Further, SBI will benefit from the lower provisioning requirement for advances covered by ECGC. After SBI, associate banks are following suit.
We have already agreed, in principle, to issue whole turnover ECIBs (covers to banks) to State Bank of Hyderabad. Other banks in the SBI group are also in touch with us.
While the value of risk in our books will rise by virtue of such covers, insurance works on the premises of probability, spread and quality of risks, and only a small portion of the total risk carried by the insurer is normally crystallised into loss. With ECGCs current net worth, solvency margin and the risk mitigation measures taken by it, the corporation can manage its enhanced business exposure well.
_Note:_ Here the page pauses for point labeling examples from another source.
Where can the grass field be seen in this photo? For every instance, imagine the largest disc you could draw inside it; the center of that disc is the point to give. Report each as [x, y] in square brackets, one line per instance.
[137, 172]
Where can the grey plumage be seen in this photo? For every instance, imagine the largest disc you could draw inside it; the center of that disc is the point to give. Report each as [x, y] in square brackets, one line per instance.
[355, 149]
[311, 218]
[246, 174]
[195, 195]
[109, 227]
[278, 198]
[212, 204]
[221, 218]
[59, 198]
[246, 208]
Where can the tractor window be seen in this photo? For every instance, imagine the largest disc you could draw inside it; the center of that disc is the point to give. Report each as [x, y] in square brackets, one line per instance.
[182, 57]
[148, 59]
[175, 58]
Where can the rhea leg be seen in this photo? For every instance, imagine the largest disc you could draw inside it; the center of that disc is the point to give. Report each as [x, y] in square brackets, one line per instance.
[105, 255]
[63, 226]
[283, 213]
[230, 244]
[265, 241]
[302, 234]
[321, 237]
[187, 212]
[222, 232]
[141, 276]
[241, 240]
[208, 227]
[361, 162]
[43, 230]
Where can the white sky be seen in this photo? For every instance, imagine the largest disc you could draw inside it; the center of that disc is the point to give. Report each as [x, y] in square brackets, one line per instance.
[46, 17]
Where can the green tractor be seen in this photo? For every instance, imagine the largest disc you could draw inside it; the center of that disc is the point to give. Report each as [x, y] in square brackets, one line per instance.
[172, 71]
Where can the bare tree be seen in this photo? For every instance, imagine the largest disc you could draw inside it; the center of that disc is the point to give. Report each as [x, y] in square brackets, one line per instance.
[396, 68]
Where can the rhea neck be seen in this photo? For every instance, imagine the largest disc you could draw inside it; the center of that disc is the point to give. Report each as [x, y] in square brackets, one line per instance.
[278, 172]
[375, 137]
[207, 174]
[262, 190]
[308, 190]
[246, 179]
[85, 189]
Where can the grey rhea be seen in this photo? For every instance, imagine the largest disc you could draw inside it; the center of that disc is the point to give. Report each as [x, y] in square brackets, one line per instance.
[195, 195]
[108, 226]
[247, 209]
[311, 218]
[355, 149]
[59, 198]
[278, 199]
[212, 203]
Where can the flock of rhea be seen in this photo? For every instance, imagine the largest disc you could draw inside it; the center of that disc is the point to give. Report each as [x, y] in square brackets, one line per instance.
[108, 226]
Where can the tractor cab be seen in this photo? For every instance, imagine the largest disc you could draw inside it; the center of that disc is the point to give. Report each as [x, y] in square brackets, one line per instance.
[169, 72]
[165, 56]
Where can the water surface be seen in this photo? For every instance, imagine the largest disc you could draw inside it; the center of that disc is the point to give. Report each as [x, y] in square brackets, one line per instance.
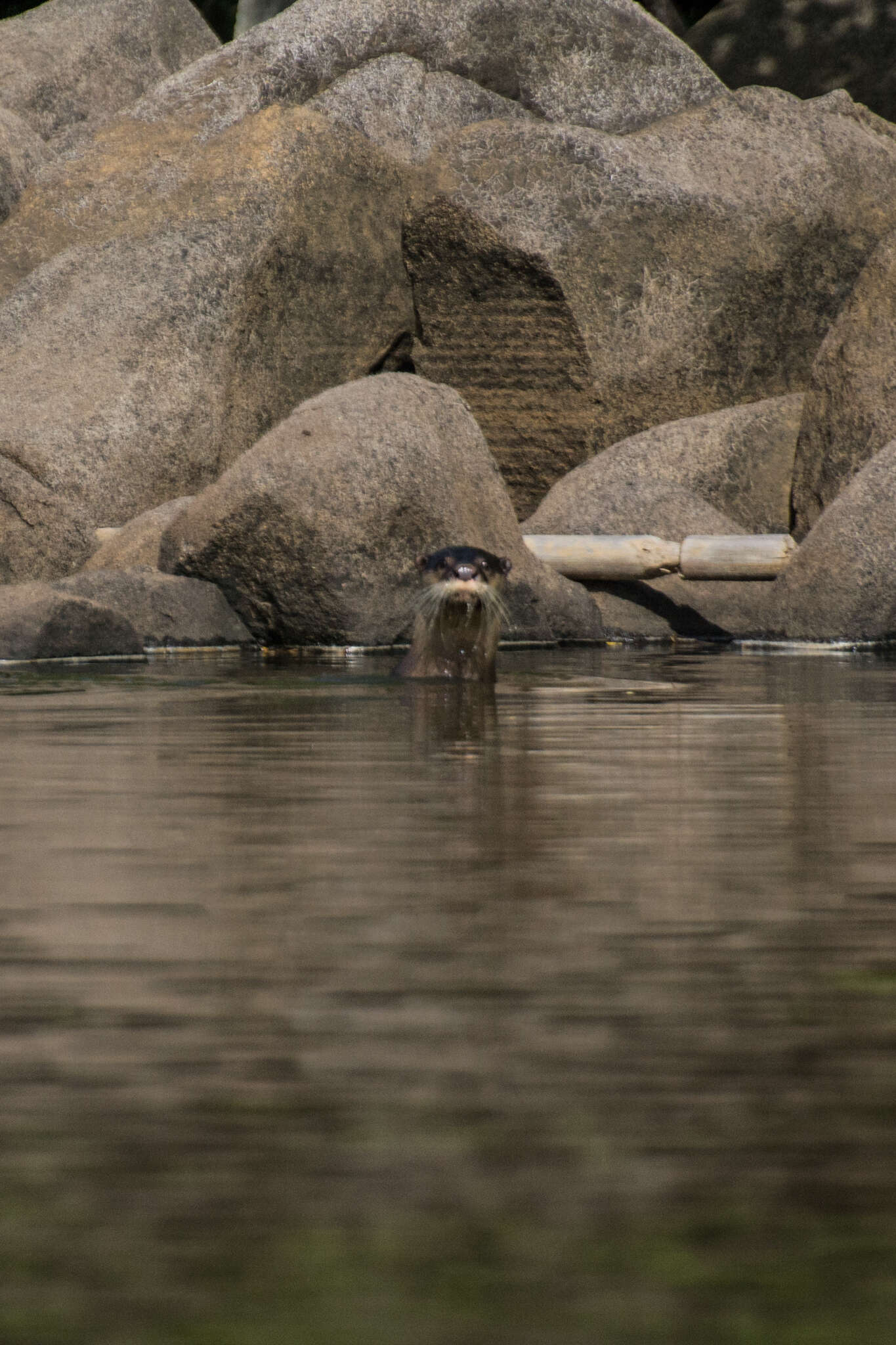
[336, 1009]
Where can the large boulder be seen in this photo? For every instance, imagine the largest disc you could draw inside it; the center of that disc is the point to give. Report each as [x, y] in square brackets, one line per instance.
[597, 62]
[42, 535]
[851, 405]
[165, 609]
[725, 472]
[580, 287]
[135, 545]
[671, 607]
[219, 284]
[312, 535]
[849, 45]
[842, 583]
[69, 65]
[398, 104]
[37, 622]
[22, 152]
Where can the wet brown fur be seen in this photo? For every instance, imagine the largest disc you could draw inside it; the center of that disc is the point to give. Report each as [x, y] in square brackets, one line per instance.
[458, 617]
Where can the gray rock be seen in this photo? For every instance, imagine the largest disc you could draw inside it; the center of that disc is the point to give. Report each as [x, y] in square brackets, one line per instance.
[37, 622]
[222, 284]
[22, 152]
[136, 544]
[670, 607]
[842, 583]
[249, 12]
[807, 50]
[312, 535]
[851, 405]
[578, 287]
[42, 536]
[163, 608]
[69, 65]
[405, 109]
[595, 62]
[725, 472]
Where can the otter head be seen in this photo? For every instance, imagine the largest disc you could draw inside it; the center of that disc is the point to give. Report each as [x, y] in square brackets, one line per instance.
[465, 572]
[458, 615]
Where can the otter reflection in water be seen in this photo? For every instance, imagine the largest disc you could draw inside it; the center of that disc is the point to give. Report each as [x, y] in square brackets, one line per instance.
[458, 617]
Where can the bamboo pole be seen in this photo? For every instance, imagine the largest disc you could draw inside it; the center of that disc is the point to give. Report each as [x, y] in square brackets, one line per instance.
[633, 557]
[758, 557]
[605, 557]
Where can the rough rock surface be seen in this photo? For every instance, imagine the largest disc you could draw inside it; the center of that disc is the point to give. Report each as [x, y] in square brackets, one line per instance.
[163, 608]
[42, 535]
[37, 622]
[312, 535]
[842, 580]
[22, 152]
[136, 542]
[69, 65]
[222, 284]
[405, 109]
[851, 405]
[668, 607]
[725, 472]
[660, 509]
[578, 287]
[597, 62]
[805, 49]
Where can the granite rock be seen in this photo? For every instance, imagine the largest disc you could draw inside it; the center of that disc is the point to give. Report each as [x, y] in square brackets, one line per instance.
[312, 535]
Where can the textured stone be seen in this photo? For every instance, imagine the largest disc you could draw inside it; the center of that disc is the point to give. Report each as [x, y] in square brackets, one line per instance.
[851, 405]
[725, 472]
[42, 536]
[842, 583]
[136, 542]
[312, 535]
[805, 49]
[670, 607]
[164, 609]
[221, 284]
[405, 109]
[578, 287]
[69, 65]
[595, 62]
[37, 622]
[22, 152]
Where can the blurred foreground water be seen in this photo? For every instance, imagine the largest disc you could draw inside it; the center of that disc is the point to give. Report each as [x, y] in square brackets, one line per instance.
[337, 1011]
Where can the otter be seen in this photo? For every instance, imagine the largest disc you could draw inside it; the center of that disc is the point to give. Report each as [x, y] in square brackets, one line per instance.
[458, 617]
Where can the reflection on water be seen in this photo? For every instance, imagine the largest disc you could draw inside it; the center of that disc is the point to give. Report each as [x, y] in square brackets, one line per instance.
[336, 1009]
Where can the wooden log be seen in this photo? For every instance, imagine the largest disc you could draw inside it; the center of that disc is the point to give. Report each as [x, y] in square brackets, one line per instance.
[634, 557]
[759, 557]
[605, 557]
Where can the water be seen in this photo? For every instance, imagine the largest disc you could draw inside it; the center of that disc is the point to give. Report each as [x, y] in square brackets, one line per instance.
[344, 1011]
What kind of bank claims have you paid this year Which sectors account for the largest number of claims
During the past two financial years, the corporation has faced a large number of claims under the ECIB scheme due to the recession. Claims worth R371 crore and R459 crore were paid to banks during fy 2009-10 and 2010-11, respectively. Gems and jewellery accounted for a major share of the total claims paid. In the current financial year, ECGC has so far paid claims worth R349 crore to banks under the ECIB scheme. While claims from the gems and jewellery sector have tapered off, higher losses have been reported from agro, minerals/metals and RMG sectors.
In the backdrop of the euro-zone crisis, how do you see the risks for Indian exporters
The euro crisis has adversely affected Indian exporters as Europe happens to be their largest market. In the backdrop of the current economic crisis, exporters need to exercise caution and do business on safer payment terms. They also need to explore and shift their focus to alternate markets.
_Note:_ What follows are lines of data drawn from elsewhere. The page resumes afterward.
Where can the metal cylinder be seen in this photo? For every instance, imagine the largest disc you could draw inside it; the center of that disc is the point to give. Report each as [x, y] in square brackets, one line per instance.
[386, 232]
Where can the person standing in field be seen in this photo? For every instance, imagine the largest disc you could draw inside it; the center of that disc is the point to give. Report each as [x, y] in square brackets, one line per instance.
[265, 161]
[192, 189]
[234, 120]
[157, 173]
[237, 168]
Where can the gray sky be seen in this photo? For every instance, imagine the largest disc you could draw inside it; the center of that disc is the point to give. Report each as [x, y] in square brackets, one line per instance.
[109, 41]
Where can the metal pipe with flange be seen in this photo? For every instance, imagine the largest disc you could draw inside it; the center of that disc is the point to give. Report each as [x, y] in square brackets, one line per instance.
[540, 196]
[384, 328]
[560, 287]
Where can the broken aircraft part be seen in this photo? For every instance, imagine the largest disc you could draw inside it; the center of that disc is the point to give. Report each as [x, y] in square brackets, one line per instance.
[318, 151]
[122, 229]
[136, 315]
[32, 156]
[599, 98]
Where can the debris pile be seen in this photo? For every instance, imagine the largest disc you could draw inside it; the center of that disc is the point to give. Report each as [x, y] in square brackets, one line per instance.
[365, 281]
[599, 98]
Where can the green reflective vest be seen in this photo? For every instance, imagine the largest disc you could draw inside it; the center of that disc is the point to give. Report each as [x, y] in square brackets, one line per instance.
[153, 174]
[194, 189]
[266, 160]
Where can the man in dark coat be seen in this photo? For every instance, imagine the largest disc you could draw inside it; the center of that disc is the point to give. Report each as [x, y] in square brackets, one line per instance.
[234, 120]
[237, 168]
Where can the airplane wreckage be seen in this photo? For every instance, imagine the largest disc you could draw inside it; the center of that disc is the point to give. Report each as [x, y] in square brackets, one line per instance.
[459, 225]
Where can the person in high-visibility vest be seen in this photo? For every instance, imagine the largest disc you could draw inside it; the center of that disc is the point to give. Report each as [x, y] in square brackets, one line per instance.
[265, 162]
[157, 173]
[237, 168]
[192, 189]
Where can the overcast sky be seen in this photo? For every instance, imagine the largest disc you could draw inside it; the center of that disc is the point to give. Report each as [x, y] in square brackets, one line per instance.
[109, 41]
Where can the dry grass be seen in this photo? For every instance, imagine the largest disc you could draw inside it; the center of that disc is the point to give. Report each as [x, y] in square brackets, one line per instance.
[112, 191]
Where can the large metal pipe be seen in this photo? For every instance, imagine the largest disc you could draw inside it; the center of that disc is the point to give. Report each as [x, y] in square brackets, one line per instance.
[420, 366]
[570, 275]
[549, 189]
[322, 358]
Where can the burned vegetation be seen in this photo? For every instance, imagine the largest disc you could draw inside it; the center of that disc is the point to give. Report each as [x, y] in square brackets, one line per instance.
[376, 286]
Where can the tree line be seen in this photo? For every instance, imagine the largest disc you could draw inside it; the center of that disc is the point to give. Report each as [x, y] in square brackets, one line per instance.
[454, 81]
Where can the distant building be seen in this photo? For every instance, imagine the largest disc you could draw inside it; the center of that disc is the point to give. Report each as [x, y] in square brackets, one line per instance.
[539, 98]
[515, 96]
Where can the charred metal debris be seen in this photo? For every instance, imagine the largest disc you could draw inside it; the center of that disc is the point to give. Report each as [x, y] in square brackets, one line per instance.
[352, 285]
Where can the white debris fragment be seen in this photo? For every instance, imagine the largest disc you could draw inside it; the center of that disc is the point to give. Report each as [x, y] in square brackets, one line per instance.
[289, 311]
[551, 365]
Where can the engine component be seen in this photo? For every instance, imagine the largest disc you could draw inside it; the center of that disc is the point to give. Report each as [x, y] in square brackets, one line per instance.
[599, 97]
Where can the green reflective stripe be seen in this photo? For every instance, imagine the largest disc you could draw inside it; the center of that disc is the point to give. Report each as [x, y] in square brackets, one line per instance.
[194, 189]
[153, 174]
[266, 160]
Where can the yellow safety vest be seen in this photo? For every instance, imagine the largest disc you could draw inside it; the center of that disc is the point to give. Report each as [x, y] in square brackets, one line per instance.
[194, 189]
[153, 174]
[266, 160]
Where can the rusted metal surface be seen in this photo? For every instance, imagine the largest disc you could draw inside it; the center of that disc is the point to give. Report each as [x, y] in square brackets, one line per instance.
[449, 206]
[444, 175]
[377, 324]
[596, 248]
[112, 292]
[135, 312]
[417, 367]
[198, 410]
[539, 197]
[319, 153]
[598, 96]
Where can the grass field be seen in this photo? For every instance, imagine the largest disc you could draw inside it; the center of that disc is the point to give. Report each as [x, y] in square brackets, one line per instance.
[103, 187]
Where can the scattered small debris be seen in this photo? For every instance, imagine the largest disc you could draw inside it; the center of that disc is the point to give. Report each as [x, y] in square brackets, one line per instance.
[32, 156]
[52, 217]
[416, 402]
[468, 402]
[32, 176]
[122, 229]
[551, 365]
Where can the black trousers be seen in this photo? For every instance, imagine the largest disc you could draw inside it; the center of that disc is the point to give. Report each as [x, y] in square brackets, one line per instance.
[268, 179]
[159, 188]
ECGC continues to provide credit cover on Euopean buyers. As of now, only one country Greece has been placed in our restricted cover category, wherein the cover is considered on a case-to-case or revolving basis. All other countries are currently under open cover and are continuously being monitored. In view of the precarious economic conditions, exporters need to exercise due care and prudence.
What is your agenda for ECGC in terms of risk management, capital, products and IT platform
ECGC has established a risk management division to monitor various types of risks financial, underwriting, operational and market. ECGC has put in place risk-management policies and fixed certain underwriting limits linked to the net worth of the corporation, under each line of business. For example, under policy business (covers to exporters), the overall underwriting limits are fixed on major buyers and risky/restricted cover countries.
Similarly, under ECIB business, prudential risk limits are fixed on exporter group and sectors (industry/commodity group).
ECGCs current paid-up capital is R900 crore. We are seeking substantial enhancement in the capital base during the next Five Year Plan, from the government. I feel that an insurance company like ECGC, which is basically an export promotion agency and covers huge credit risks of Indian exporters and banks, should be strongly capitalised. A strong capital base will enable the corporation provide adequate support to exports, particularly of large projects and to new, difficult or risky markets. Growth in exports can lead to a reduction in the trade gap.
ECGCs operations are computerised and all branches are linked to HO of the corporation on a central server. The corporation has embarked on an ambitious information technology upgradation project for providing online credit insurance services across India.
The new system, expected to go live in the next financial year, will enable the corporation to deliver more efficient web-based services to its customers and also help improve the internal management information and monitoring system.